Il pousse un nouveau soupir.
– Non, sincèrement, je ne sais pas pourquoi. Il est trop... Enfin, pas assez... quelque chose. Y'a un truc qui va pas, et c'est ça qui me répugne. Mais alors quoi ? Aucune idée.
Je me creuse les méninges pour essayer de trouver.
– Peut-être que tu ne te trouves pas assez... comment dire ça ? ... viril ? Je veux dire, t'es moins musclé que la plupart des mecs de notre âge.
Il se tourne brusquement vers moi, les yeux toujours brillants de larmes.
– Mais oui, c'est ça ! Je sais ce que je n'aime pas.
Je le regarde, attentif.
– Mon corps est trop masculin. Trop anguleux, trop carré. J'ai l'impression que ce n'est pas moi dans le miroir.
Alors là, je reste sous le choc.
– Trop masculin ?
Il rit.
– Je sais, j'ai la force musculaire d'une crevette, mais écoute, c'est comme ça que je le ressens.
Je ne peux m'empêcher de rire à mon tour.
– Si tu le ressens comme ça, alors.
Il sourit.
– Et tu préfèrerais que ton corps soit comment, alors ?

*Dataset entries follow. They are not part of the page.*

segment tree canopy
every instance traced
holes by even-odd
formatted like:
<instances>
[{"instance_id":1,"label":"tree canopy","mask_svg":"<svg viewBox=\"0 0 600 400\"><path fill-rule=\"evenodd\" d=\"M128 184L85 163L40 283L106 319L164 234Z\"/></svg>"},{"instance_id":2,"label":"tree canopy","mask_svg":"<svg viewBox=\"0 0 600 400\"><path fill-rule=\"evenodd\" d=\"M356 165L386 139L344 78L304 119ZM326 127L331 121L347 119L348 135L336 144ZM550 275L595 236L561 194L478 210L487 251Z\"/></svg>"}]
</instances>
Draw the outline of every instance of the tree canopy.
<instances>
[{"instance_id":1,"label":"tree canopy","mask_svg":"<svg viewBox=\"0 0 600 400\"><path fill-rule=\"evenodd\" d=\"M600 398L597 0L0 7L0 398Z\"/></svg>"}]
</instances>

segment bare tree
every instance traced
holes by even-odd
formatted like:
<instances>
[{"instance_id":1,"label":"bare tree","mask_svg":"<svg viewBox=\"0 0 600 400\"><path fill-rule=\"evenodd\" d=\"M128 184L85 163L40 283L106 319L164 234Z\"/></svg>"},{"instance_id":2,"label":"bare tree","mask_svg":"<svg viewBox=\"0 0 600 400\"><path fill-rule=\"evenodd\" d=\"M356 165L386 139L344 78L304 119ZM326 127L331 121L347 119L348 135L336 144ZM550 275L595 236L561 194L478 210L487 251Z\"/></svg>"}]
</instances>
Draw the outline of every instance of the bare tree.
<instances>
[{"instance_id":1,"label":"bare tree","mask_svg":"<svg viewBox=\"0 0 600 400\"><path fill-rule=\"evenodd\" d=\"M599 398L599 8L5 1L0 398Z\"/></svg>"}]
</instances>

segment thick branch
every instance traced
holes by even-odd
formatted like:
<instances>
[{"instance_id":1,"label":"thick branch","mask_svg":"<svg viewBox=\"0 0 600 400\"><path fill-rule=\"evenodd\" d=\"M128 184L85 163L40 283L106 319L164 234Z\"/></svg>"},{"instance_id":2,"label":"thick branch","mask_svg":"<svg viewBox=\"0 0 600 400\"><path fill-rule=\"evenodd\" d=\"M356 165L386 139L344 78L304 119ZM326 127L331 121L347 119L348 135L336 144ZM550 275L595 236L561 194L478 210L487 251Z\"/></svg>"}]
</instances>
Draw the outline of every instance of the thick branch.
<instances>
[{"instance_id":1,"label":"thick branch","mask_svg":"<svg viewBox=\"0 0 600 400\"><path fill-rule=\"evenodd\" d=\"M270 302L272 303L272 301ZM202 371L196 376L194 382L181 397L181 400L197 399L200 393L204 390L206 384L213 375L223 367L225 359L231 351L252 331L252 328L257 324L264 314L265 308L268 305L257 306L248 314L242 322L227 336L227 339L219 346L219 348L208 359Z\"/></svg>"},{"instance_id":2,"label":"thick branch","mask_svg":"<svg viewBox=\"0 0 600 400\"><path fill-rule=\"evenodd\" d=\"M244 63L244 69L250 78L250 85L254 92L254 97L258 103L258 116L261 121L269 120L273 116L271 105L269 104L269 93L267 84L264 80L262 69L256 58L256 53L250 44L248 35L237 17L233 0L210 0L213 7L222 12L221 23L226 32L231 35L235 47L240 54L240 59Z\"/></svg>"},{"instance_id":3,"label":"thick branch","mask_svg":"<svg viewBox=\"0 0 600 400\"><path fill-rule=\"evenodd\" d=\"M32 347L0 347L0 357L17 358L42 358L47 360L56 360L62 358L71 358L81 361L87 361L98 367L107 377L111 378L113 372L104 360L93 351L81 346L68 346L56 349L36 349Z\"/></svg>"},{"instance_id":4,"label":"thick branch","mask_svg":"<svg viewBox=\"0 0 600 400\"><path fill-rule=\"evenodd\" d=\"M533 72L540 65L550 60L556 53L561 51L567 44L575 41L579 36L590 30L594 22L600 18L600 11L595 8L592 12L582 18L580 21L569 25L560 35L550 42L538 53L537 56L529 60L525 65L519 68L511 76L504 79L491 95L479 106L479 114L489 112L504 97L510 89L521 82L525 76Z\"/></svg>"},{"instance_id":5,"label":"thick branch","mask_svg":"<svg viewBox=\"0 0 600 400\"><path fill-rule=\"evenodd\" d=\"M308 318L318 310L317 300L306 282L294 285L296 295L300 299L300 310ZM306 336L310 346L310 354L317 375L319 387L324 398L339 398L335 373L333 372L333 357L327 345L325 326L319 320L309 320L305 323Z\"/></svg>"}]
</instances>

– Je ne sais pas. Moins masculin.
– Féminin, donc ?
– Non, répond-il aussitôt. Ni l'un ni l'autre. Neutre.
– Neutre ?
Je ne comprends plus rien.
– Moi non plus, je ne sais pas comment c'est possible, rit Sasha. Je te dis simplement ce que j'en pense.
Je hoche la tête.
– Je vois.
– Non, tu ne vois pas du tout, imbécile.
J'éclate de rire.
– En effet, je ne comprends absolument rien.
Il rit à son tour.
Nous restons silencieux un moment.
– Il faut que j'arrête de me plaindre, y'a tellement pire en ce bas monde, fredonne Sasha d'un air absent.
Il ne peut pas s'empêcher de chanter, c'est super drôle.
Je lui secoue l'épaule doucement.
– Hein, quoi ? Ah mince, pardon. J'avais pas fait gaffe.
Nous éclatons de rire en même temps.